IEEE Trans Image Process. 2017 Dec;26(12):5908-5921. doi: 10.1109/TIP.2017.2745106. Epub 2017 Aug 25.
We study the problem of fine-grained sketch-based image retrieval. By performing instance-level (rather than category-level) retrieval, it embodies a timely and practical application, particularly with the ubiquitous availability of touchscreens. Three factors contribute to the challenging nature of the problem: 1) free-hand sketches are inherently abstract and iconic, making visual comparisons with photos difficult; 2) sketches and photos are in two different visual domains, i.e., black and white lines versus color pixels; and 3) fine-grained distinctions are especially challenging when executed across domain and abstraction-level. To address these challenges, we propose to bridge the image-sketch gap both at the high level via parts and attributes, as well as at the low level via introducing a new domain alignment method. More specifically, first, we contribute a data set with 304 photos and 912 sketches, where each sketch and image is annotated with its semantic parts and associated part-level attributes. With the help of this data set, second, we investigate how strongly supervised deformable part-based models can be learned that subsequently enable automatic detection of part-level attributes, and provide pose-aligned sketch-image comparisons. To reduce the sketch-image gap when comparing low-level features, third, we also propose a novel method for instance-level domain-alignment that exploits both subspace and instance-level cues to better align the domains. Finally, fourth, these are combined in a matching framework integrating aligned low-level features, mid-level geometric structure, and high-level semantic attributes. Extensive experiments conducted on our new data set demonstrate effectiveness of the proposed method.

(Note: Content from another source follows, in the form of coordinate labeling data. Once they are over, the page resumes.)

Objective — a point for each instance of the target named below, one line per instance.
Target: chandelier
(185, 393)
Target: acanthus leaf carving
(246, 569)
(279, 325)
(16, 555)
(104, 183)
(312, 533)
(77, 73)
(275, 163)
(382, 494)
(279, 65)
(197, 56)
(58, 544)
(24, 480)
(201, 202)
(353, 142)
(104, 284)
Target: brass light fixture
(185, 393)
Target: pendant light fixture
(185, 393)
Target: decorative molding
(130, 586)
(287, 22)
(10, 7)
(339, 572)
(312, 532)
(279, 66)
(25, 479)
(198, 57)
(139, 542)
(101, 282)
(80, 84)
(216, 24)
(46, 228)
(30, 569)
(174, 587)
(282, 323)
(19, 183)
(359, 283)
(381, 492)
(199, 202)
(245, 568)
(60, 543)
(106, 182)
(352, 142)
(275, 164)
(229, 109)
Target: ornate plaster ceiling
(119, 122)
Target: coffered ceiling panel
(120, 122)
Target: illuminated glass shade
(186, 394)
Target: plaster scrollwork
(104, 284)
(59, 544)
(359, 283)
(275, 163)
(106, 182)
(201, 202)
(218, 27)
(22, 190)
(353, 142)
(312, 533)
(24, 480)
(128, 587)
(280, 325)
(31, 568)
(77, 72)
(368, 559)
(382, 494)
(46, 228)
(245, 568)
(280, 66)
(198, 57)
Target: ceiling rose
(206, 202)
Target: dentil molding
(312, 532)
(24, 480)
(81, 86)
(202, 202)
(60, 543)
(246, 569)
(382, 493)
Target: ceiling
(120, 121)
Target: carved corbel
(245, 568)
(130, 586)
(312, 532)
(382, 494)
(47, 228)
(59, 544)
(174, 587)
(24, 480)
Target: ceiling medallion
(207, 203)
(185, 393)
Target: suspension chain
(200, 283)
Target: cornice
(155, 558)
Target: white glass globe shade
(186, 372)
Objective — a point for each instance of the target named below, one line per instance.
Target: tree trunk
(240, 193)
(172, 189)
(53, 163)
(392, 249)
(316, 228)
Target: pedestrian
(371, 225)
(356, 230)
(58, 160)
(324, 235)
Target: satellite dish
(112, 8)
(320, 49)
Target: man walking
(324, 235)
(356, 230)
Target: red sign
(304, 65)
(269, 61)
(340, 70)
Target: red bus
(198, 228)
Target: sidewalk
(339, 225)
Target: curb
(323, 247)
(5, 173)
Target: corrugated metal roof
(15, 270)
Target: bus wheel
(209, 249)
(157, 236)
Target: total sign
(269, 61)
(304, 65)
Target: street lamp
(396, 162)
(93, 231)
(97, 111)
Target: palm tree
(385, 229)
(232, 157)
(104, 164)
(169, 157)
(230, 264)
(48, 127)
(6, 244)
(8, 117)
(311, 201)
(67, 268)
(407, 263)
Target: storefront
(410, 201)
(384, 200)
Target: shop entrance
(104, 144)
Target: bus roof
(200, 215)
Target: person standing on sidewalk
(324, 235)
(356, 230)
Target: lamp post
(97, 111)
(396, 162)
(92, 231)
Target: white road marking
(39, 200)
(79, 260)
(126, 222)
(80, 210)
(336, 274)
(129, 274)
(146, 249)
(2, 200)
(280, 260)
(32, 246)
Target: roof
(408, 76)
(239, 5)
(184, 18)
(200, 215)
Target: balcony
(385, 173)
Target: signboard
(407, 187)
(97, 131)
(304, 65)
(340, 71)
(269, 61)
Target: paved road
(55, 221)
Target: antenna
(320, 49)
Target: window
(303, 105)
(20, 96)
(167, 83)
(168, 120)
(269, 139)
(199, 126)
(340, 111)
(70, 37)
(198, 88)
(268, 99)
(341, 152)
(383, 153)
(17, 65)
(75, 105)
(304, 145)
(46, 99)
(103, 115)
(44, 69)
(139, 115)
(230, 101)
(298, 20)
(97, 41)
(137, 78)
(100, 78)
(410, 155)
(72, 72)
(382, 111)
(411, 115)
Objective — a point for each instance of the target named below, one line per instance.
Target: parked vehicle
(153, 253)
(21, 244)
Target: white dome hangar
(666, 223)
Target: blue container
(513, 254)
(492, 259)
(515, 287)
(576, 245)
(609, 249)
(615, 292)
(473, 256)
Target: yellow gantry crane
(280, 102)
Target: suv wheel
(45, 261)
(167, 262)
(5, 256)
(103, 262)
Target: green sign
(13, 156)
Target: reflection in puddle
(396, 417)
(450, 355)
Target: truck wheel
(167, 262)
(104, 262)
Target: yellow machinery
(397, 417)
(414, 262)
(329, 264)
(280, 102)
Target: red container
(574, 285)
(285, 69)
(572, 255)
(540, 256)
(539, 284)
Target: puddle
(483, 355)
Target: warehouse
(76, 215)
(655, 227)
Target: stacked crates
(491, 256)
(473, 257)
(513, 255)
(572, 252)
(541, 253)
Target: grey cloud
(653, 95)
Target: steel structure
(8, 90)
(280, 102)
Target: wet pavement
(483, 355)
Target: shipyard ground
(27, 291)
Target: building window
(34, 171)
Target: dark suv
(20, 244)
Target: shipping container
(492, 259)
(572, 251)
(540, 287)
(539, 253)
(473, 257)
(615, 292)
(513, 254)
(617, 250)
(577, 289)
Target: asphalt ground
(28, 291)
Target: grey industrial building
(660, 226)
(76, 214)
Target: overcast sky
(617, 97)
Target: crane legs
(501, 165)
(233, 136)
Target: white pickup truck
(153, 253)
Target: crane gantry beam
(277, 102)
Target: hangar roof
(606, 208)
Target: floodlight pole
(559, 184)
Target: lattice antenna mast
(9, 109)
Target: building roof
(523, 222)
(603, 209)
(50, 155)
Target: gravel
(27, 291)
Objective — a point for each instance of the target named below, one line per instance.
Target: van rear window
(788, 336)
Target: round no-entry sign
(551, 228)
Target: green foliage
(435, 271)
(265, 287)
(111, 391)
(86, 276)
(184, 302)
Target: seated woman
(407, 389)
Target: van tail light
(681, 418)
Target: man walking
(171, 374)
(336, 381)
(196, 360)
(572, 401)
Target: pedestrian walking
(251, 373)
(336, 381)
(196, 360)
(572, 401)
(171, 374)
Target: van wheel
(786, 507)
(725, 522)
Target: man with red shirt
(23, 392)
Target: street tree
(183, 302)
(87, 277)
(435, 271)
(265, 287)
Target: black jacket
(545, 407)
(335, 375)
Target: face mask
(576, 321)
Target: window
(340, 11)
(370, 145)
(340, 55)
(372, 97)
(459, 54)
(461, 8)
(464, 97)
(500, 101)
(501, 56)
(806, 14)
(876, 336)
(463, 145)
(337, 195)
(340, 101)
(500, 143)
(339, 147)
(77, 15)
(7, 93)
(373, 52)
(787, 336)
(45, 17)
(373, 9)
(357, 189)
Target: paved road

我们研究了细粒度基于草图的图像检索问题。通过执行实例级(而不是类别级)检索,它体现了一个及时且实用的应用,特别是在触摸屏无处不在的情况下。该问题具有挑战性,原因有三个:1)徒手草图本质上是抽象的和图像的,使得与照片进行视觉比较变得困难;2)草图和照片处于两个不同的视觉领域,即黑白线条与彩色像素;3)在跨领域和抽象级别执行时,细粒度的区别特别具有挑战性。为了解决这些挑战,我们提出通过高级别的部分和属性以及低级别的引入新的域对齐方法来弥合图像草图之间的差距。更具体地说,首先,我们贡献了一个包含 304 张照片和 912 张草图的数据集,其中每张草图和图像都用其语义部分和相关的部分级属性进行注释。在这个数据集的帮助下,其次,我们研究了如何能够学习到强有力的监督可变形部分基模型,从而能够自动检测部分级属性,并提供姿势对齐的草图图像比较。为了在比较低级特征时缩小草图图像之间的差距,第三,我们还提出了一种新的实例级域对齐方法,该方法利用子空间和实例级线索来更好地对齐域。最后,第四,这些方法在一个匹配框架中结合了对齐的低级特征、中级几何结构和高级语义属性。在我们的新数据集上进行的广泛实验证明了所提出方法的有效性。